An der Küste Südindiens ist nach der Flutkatastrophe vor eineinhalb Jahren noch längst keine Normalität eingekehrt

Von Hilmar König, Delhi*

Flammend rot – Hahnenkämmen ähnlich – blühen die Bäume im Garten der Distriktbehörde von Nagapattinam im südindischen Unionsstaat Tamil Nadu. Wenn die schwüle Brise vom nahen Meer durch die Wipfel streicht, schwingen die schlanken Stämme, als wollten sie sich vor dem Memorial für die Tsunami-Opfer vom 26. Dezember 2004 verneigen. Auf der etwa fünf Meter hohen Stele liegt eine Erdkugel, um die die »Killer-Wogen« rasen. Darunter eine Uhr, deren Zeiger auf 8.20 Uhr stehen und den Zeitpunkt markieren, an dem das Unheil über die 190 Kilometer lange Küste von Nagapattinam hereinbrach. Am Fuß des Denkmals eingraviert in eine schwarze Steinplatte das Beileid für die Toten sowie Trost und Hoffnung für die Überlebenden.

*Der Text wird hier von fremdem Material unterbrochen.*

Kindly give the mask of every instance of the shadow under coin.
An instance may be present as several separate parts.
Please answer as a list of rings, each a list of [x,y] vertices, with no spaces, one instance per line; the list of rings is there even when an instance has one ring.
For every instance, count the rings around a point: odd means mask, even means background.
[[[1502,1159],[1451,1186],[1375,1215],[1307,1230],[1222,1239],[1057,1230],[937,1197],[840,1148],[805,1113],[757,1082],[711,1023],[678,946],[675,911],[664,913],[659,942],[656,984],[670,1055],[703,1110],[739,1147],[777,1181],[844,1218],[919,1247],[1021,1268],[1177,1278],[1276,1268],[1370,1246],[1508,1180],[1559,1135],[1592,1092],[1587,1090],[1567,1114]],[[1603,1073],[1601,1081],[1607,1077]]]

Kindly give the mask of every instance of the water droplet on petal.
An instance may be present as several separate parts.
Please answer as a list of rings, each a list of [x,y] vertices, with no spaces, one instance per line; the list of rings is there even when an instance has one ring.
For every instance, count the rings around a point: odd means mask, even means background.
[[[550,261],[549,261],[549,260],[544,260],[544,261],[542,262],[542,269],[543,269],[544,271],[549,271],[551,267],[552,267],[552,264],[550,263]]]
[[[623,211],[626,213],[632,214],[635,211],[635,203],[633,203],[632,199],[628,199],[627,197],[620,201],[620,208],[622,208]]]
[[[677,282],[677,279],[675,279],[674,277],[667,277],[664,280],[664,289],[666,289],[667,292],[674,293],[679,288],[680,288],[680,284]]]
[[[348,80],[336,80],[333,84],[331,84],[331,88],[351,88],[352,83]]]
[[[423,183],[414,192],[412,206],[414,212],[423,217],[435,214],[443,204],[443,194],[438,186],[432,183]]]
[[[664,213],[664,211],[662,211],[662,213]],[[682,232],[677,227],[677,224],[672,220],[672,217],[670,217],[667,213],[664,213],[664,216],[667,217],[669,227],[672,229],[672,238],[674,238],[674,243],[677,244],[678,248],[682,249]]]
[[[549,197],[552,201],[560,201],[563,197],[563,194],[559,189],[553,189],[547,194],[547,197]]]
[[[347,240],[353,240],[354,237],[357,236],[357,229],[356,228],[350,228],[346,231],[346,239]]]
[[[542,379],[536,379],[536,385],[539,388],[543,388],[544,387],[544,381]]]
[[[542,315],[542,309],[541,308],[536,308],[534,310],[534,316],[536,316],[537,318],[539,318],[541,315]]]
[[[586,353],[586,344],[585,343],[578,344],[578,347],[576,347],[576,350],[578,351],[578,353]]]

18.000 neue Häuser wurden übergeben

Ein solches Denkmal hier in Nagapattinam zu finden, überrascht nicht, denn kein anderer indischer Küstenabschnitt wurde so schwer von dem Desaster betroffen. Das belegt eine ständige Ausstellung in der Empfangshalle der Behörde. Über 6.000 von den 8.000 Tsunami-Toten in Tamil Nadu entfielen auf den Distrikt, ebenso über die Hälfte der 3.500 Verletzten und mehr als zwei Drittel der 1.100 Vermissten. Auch kamen in der Region die meisten Nutztiere um. 12.000 von insgesamt nahezu 18.000 Tieren verendeten hier.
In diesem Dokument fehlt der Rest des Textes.